Он приехал к нам, провел осмотр и, разумеется, засыпал меня вопросами. Первым делом осведомился, бывают ли у меня судороги. Доктор Плачиди объяснил, что это, и я ответил: нет, такого у меня ни разу не было. Далее он поинтересовался, доводилось ли мне видеть красочные галлюцинации или, наоборот, полную темноту перед глазами. Я помотал головой.
Ничего из вышеперечисленного я никогда не испытывал. У меня случались только сенсорные перегрузки, во время которых я оставался в сознании и мог ориентироваться в пространстве, хоть и с трудом.
В гостях у Эрнесто на меня нахлынули более интенсивные ощущения, закончившиеся кратковременным обмороком, однако в целом они не слишком отличались от тех, что возникали, когда в школе я переставал слушать учителя и фантазировал о чем-то своем.
— А тебе случается отвлекаться на уроках? — уточнил доктор.
— Иногда.
— И ты как будто не слышишь, что говорит преподаватель?
Я мельком взглянул на родителей. Сперва мне не захотелось делиться этими сведениями с ними, но потом я все же решил, что должен помогать доктору в его работе, и кивнул. Он одобрительно улыбнулся, точно услышал правильный ответ. Запах из его рта был чуть сильнее, чем всегда.
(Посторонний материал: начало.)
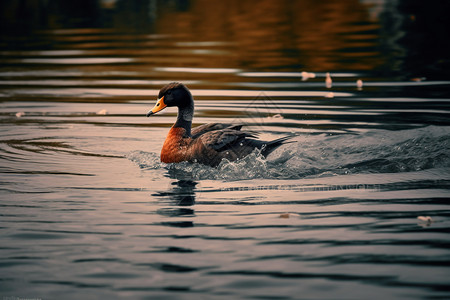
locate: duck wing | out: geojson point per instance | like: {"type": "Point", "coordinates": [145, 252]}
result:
{"type": "Point", "coordinates": [221, 140]}
{"type": "Point", "coordinates": [202, 129]}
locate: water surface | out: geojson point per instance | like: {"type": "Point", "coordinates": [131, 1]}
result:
{"type": "Point", "coordinates": [88, 210]}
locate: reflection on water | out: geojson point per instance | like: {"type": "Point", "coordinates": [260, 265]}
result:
{"type": "Point", "coordinates": [405, 38]}
{"type": "Point", "coordinates": [355, 208]}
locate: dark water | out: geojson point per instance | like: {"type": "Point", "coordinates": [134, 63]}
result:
{"type": "Point", "coordinates": [357, 208]}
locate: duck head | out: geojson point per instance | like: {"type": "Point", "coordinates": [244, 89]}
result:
{"type": "Point", "coordinates": [174, 94]}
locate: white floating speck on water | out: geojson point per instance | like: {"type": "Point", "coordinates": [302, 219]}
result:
{"type": "Point", "coordinates": [102, 112]}
{"type": "Point", "coordinates": [359, 84]}
{"type": "Point", "coordinates": [277, 116]}
{"type": "Point", "coordinates": [427, 219]}
{"type": "Point", "coordinates": [307, 75]}
{"type": "Point", "coordinates": [328, 81]}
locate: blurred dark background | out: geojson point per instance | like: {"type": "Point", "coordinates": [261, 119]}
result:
{"type": "Point", "coordinates": [408, 38]}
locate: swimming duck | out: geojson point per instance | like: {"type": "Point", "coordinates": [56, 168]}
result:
{"type": "Point", "coordinates": [207, 144]}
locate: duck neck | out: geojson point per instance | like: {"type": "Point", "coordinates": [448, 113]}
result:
{"type": "Point", "coordinates": [184, 119]}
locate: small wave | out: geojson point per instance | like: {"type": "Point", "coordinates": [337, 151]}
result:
{"type": "Point", "coordinates": [378, 151]}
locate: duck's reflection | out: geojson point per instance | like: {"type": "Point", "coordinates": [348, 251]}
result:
{"type": "Point", "coordinates": [181, 195]}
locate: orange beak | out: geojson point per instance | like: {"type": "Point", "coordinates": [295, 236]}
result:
{"type": "Point", "coordinates": [160, 105]}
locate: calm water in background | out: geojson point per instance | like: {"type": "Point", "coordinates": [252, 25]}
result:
{"type": "Point", "coordinates": [88, 211]}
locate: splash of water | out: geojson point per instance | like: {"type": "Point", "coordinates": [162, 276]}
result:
{"type": "Point", "coordinates": [378, 151]}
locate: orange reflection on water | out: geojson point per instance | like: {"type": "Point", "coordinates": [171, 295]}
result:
{"type": "Point", "coordinates": [317, 35]}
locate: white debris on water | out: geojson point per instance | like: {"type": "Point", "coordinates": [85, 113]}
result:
{"type": "Point", "coordinates": [102, 112]}
{"type": "Point", "coordinates": [328, 81]}
{"type": "Point", "coordinates": [307, 75]}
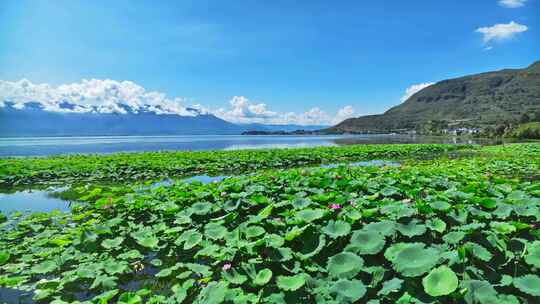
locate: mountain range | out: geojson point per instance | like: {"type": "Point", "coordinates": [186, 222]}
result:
{"type": "Point", "coordinates": [34, 120]}
{"type": "Point", "coordinates": [475, 101]}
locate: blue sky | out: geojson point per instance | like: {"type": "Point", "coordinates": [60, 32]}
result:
{"type": "Point", "coordinates": [292, 56]}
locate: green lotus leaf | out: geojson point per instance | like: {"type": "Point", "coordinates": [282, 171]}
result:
{"type": "Point", "coordinates": [454, 237]}
{"type": "Point", "coordinates": [344, 265]}
{"type": "Point", "coordinates": [436, 225]}
{"type": "Point", "coordinates": [112, 243]}
{"type": "Point", "coordinates": [104, 281]}
{"type": "Point", "coordinates": [310, 215]}
{"type": "Point", "coordinates": [411, 229]}
{"type": "Point", "coordinates": [503, 211]}
{"type": "Point", "coordinates": [529, 284]}
{"type": "Point", "coordinates": [254, 231]}
{"type": "Point", "coordinates": [503, 227]}
{"type": "Point", "coordinates": [213, 293]}
{"type": "Point", "coordinates": [390, 286]}
{"type": "Point", "coordinates": [348, 291]}
{"type": "Point", "coordinates": [263, 277]}
{"type": "Point", "coordinates": [384, 227]}
{"type": "Point", "coordinates": [506, 280]}
{"type": "Point", "coordinates": [366, 242]}
{"type": "Point", "coordinates": [191, 238]}
{"type": "Point", "coordinates": [145, 239]}
{"type": "Point", "coordinates": [440, 205]}
{"type": "Point", "coordinates": [412, 259]}
{"type": "Point", "coordinates": [104, 297]}
{"type": "Point", "coordinates": [214, 231]}
{"type": "Point", "coordinates": [478, 251]}
{"type": "Point", "coordinates": [291, 283]}
{"type": "Point", "coordinates": [312, 247]}
{"type": "Point", "coordinates": [481, 292]}
{"type": "Point", "coordinates": [201, 208]}
{"type": "Point", "coordinates": [336, 229]}
{"type": "Point", "coordinates": [389, 191]}
{"type": "Point", "coordinates": [507, 299]}
{"type": "Point", "coordinates": [440, 281]}
{"type": "Point", "coordinates": [234, 277]}
{"type": "Point", "coordinates": [274, 240]}
{"type": "Point", "coordinates": [301, 203]}
{"type": "Point", "coordinates": [44, 267]}
{"type": "Point", "coordinates": [4, 257]}
{"type": "Point", "coordinates": [533, 254]}
{"type": "Point", "coordinates": [179, 292]}
{"type": "Point", "coordinates": [129, 298]}
{"type": "Point", "coordinates": [487, 202]}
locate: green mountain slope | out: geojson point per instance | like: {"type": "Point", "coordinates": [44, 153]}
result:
{"type": "Point", "coordinates": [479, 101]}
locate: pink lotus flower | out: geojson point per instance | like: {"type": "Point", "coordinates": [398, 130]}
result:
{"type": "Point", "coordinates": [335, 206]}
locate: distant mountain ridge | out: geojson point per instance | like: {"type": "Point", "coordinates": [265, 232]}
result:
{"type": "Point", "coordinates": [480, 100]}
{"type": "Point", "coordinates": [34, 120]}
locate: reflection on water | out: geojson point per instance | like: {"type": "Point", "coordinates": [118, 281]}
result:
{"type": "Point", "coordinates": [40, 146]}
{"type": "Point", "coordinates": [32, 200]}
{"type": "Point", "coordinates": [205, 179]}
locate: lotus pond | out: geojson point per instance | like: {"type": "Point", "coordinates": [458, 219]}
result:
{"type": "Point", "coordinates": [450, 224]}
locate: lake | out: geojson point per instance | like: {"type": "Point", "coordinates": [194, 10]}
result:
{"type": "Point", "coordinates": [43, 146]}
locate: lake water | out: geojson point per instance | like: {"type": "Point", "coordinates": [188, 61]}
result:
{"type": "Point", "coordinates": [32, 201]}
{"type": "Point", "coordinates": [42, 146]}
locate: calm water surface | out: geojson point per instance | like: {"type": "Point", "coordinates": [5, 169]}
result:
{"type": "Point", "coordinates": [43, 146]}
{"type": "Point", "coordinates": [32, 201]}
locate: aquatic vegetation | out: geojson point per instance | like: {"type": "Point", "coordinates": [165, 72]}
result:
{"type": "Point", "coordinates": [124, 167]}
{"type": "Point", "coordinates": [432, 231]}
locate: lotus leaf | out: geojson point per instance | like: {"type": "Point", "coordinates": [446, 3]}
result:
{"type": "Point", "coordinates": [201, 208]}
{"type": "Point", "coordinates": [44, 267]}
{"type": "Point", "coordinates": [310, 215]}
{"type": "Point", "coordinates": [112, 243]}
{"type": "Point", "coordinates": [263, 277]}
{"type": "Point", "coordinates": [411, 229]}
{"type": "Point", "coordinates": [440, 281]}
{"type": "Point", "coordinates": [390, 286]}
{"type": "Point", "coordinates": [254, 231]}
{"type": "Point", "coordinates": [436, 225]}
{"type": "Point", "coordinates": [190, 238]}
{"type": "Point", "coordinates": [214, 293]}
{"type": "Point", "coordinates": [533, 254]}
{"type": "Point", "coordinates": [366, 242]}
{"type": "Point", "coordinates": [384, 227]}
{"type": "Point", "coordinates": [214, 231]}
{"type": "Point", "coordinates": [412, 259]}
{"type": "Point", "coordinates": [4, 257]}
{"type": "Point", "coordinates": [291, 283]}
{"type": "Point", "coordinates": [336, 229]}
{"type": "Point", "coordinates": [529, 284]}
{"type": "Point", "coordinates": [348, 291]}
{"type": "Point", "coordinates": [478, 251]}
{"type": "Point", "coordinates": [344, 265]}
{"type": "Point", "coordinates": [503, 227]}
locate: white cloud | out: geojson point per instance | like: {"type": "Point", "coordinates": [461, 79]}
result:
{"type": "Point", "coordinates": [512, 3]}
{"type": "Point", "coordinates": [110, 96]}
{"type": "Point", "coordinates": [104, 96]}
{"type": "Point", "coordinates": [410, 91]}
{"type": "Point", "coordinates": [244, 111]}
{"type": "Point", "coordinates": [501, 31]}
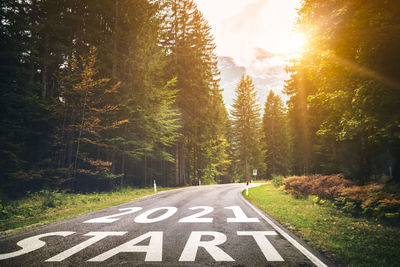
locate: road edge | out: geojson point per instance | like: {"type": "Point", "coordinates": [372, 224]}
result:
{"type": "Point", "coordinates": [311, 253]}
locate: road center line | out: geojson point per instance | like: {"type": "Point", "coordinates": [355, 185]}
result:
{"type": "Point", "coordinates": [314, 259]}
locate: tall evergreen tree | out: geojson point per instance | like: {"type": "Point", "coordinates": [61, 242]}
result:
{"type": "Point", "coordinates": [246, 125]}
{"type": "Point", "coordinates": [275, 139]}
{"type": "Point", "coordinates": [193, 62]}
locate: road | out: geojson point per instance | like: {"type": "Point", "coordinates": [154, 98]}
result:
{"type": "Point", "coordinates": [197, 226]}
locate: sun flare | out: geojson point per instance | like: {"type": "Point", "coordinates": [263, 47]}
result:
{"type": "Point", "coordinates": [294, 45]}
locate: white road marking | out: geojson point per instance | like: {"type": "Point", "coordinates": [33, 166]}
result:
{"type": "Point", "coordinates": [97, 236]}
{"type": "Point", "coordinates": [112, 218]}
{"type": "Point", "coordinates": [32, 243]}
{"type": "Point", "coordinates": [194, 242]}
{"type": "Point", "coordinates": [143, 218]}
{"type": "Point", "coordinates": [240, 216]}
{"type": "Point", "coordinates": [314, 259]}
{"type": "Point", "coordinates": [195, 218]}
{"type": "Point", "coordinates": [270, 253]}
{"type": "Point", "coordinates": [153, 250]}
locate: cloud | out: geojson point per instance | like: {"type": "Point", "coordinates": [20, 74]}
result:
{"type": "Point", "coordinates": [262, 54]}
{"type": "Point", "coordinates": [266, 75]}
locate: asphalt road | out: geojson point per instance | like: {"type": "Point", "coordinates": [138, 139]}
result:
{"type": "Point", "coordinates": [196, 226]}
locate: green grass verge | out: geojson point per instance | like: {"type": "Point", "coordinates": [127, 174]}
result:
{"type": "Point", "coordinates": [45, 206]}
{"type": "Point", "coordinates": [343, 238]}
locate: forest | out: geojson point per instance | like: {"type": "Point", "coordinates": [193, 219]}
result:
{"type": "Point", "coordinates": [97, 95]}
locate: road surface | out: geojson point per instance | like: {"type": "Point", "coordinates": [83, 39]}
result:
{"type": "Point", "coordinates": [197, 226]}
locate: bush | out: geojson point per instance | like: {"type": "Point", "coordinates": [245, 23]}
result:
{"type": "Point", "coordinates": [277, 180]}
{"type": "Point", "coordinates": [375, 200]}
{"type": "Point", "coordinates": [327, 187]}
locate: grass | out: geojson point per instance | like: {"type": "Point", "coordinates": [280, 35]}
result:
{"type": "Point", "coordinates": [45, 206]}
{"type": "Point", "coordinates": [345, 239]}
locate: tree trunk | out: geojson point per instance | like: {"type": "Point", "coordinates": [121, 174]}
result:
{"type": "Point", "coordinates": [45, 65]}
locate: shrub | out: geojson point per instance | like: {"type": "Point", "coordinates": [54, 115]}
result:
{"type": "Point", "coordinates": [277, 180]}
{"type": "Point", "coordinates": [376, 200]}
{"type": "Point", "coordinates": [327, 187]}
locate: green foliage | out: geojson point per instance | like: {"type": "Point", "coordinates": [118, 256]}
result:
{"type": "Point", "coordinates": [327, 187]}
{"type": "Point", "coordinates": [47, 206]}
{"type": "Point", "coordinates": [344, 92]}
{"type": "Point", "coordinates": [346, 239]}
{"type": "Point", "coordinates": [277, 180]}
{"type": "Point", "coordinates": [372, 200]}
{"type": "Point", "coordinates": [275, 138]}
{"type": "Point", "coordinates": [201, 150]}
{"type": "Point", "coordinates": [246, 124]}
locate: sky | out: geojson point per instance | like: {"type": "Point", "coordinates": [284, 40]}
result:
{"type": "Point", "coordinates": [256, 35]}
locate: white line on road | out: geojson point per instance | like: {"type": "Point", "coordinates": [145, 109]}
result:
{"type": "Point", "coordinates": [296, 244]}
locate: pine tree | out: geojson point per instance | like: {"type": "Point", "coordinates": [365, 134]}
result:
{"type": "Point", "coordinates": [192, 60]}
{"type": "Point", "coordinates": [246, 125]}
{"type": "Point", "coordinates": [275, 140]}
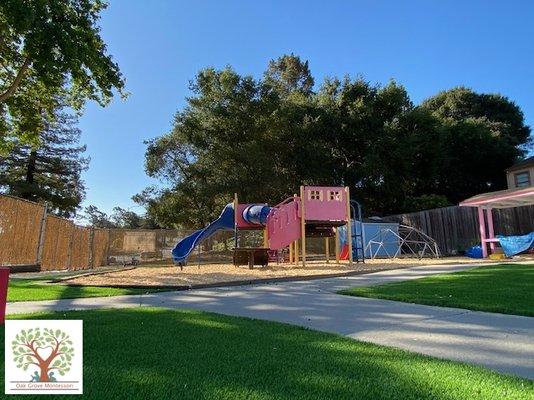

Доктор Плачиди попросил меня выполнить несколько упражнений: постоять на одной ноге, потом на другой, закрыть глаза и коснуться кончика носа сначала правым указательным пальцем, затем левым и напоследок крепко сжать большие пальцы в кулаках.
— Беспокоиться не о чем, — наконец изрек доктор, повернувшись к моему отцу. — Обычное нейровегетативное расстройство, у детей такое случается. Особенно у высокочувствительных. В подростковом возрасте эти симптомы пройдут. — Он перевел взгляд на меня и добавил: — Твой мозг обладает повышенной электрической активностью, Антонио. Это признак большого ума.
Скажем прямо, диагноз получился расплывчатый. Нейровегетативное расстройство означает что угодно и ничего конкретного. Все равно что человек обратился к врачу по поводу головной боли, а после осмотра ему сказали, что у него болит голова.
Тем не менее выглядел и говорил доктор Плачиди уверенно (разве что его дыхание несколько портило общую картину), и родители облегченно выдохнули. Жизнь вернулась в прежнее русло, и события того дня быстро забылись.
2
Шли годы, ничего из ряда вон выходящего не случалось.
Несмотря на приблизительность диагноза, версия доктора Плачиди оказалась правильной.
Теперь я отключался от внешнего мира не чаще раза в месяц, а яркость возникающих при этом ощущений постепенно снижалась. Все, что меня по-прежнему беспокоило, — это периодически наступающее состояние дежавю и связанное с ним чувство сюрреалистичности происходящего.
Прочие мои опасения развеялись, и я уже собирался выкинуть их из головы, как, наводя порядок в своей комнате, выкинул бы тетради в крупную клетку, дидактические пособия, фартук, коробки солдатиков, мягкие игрушки, машинки и прочие ставшие ненужными вещи.
Я учился в четвертом классе средней школы. Был самый обычный день, я вернулся с занятий, мама приехала из университета и готовила обед, а может, разговаривала по телефону. Сейчас уже не вспомню.
Сидя в кресле-качалке у себя в комнате, я читал один из комиксов про Текса.